Anne adayının rahat bir hamilelik geçirmesinin de çok değerli olduğunu vurgulayan Dilara Cura İçten, “Aksi halde bebek, muhtaçlık duyduğu oksijen ve besini yeteri kadar alamaz. Ayrıyeten bebek, hormonlar sayesinde annenin hamilelik sürecinde hissettiği bütün hisleri hisseder ve anne karnındaki bebeğin huzursuz olmasına yol açabilir. Bu nedenle de anne adayının bebeğiyle temas kurması çok değerli. Karına dokunmak, hisleri paylaşmak üzere annenin bebeğiyle birlikte yapacağı sohbetler, anne ve bebeği birbirine bağlar” diye konuştu.

“MÜKEMMEL ANNE” OLMAK YERİNE “YETERİ KADAR ÂLÂ ANNE” OLMAYA YOĞUNLAŞIN”

Anne adaylarının hamilelik sürecini “mükemmel anne” olma maksadıyla geçirebildiğini de söyleyen  Dilara Cura İçten, bu maksadın birden fazla anne adayının kendini yormasına, yeterliliğini sorgulamasına ve kendisini eksik hissetmesine neden olabileceğini de tabir etti. Anne adaylarının bunun yerine “yeteri kadar uygun anne” olmaya ağırlaşmasının çok daha kıymetli olduğunu söyleyen Cula, hamilelik periyodunda kendine vakit ayırmak ve arkadaş etrafıyla birlikte keyifli vakit geçirmenin bu fikirden uzaklaşmalarına yardımcı olacağını da bildirdi.
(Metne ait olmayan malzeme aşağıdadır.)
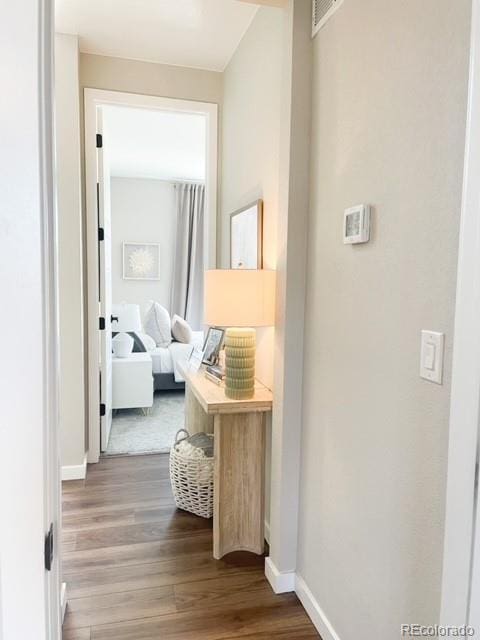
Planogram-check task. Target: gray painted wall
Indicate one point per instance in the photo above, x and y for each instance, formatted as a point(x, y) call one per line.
point(70, 247)
point(390, 90)
point(142, 211)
HAMİLELİK SONRASI DEPRESYONA DİKKAT!

Hamilelik düresinin geride kalmasıyla birlikte bebeklerine eline alan ve tüm zorlukları geride bıraktığını düşünen annelerin lohusalık hüznü yaşayabileceğini söyleyen Dilara Cura İçten, “Bu durum, doğumdan sonra başlıyor ve çoklukla birkaç gün sürebiliyor. Anne bu periyotta; külfet, hudut, ağlama ve unutkanlık üzere hisler yaşayabiliyor. Birtakım durumlarda yeni annelerin içinde bulunduğu hüzünlü hislerle birlikte daha ağır yaşamasına neden olabiliyor. Hamilelik sürecinde ya da doğumdan sonraki bir yıl içinde ortaya çıkabilen doğum sonrası depresyonu ise şiddeti hafif ve kısa süreliden, çok ağır ve uzun süreliye kadar değişkenlik gösterebiliyor. Bu durumda doğumdan sonraki birinci üç ay içinde azalması bekleniyor. Aksi takdirde profesyonel yardım alınması epeyce önemli” dedi.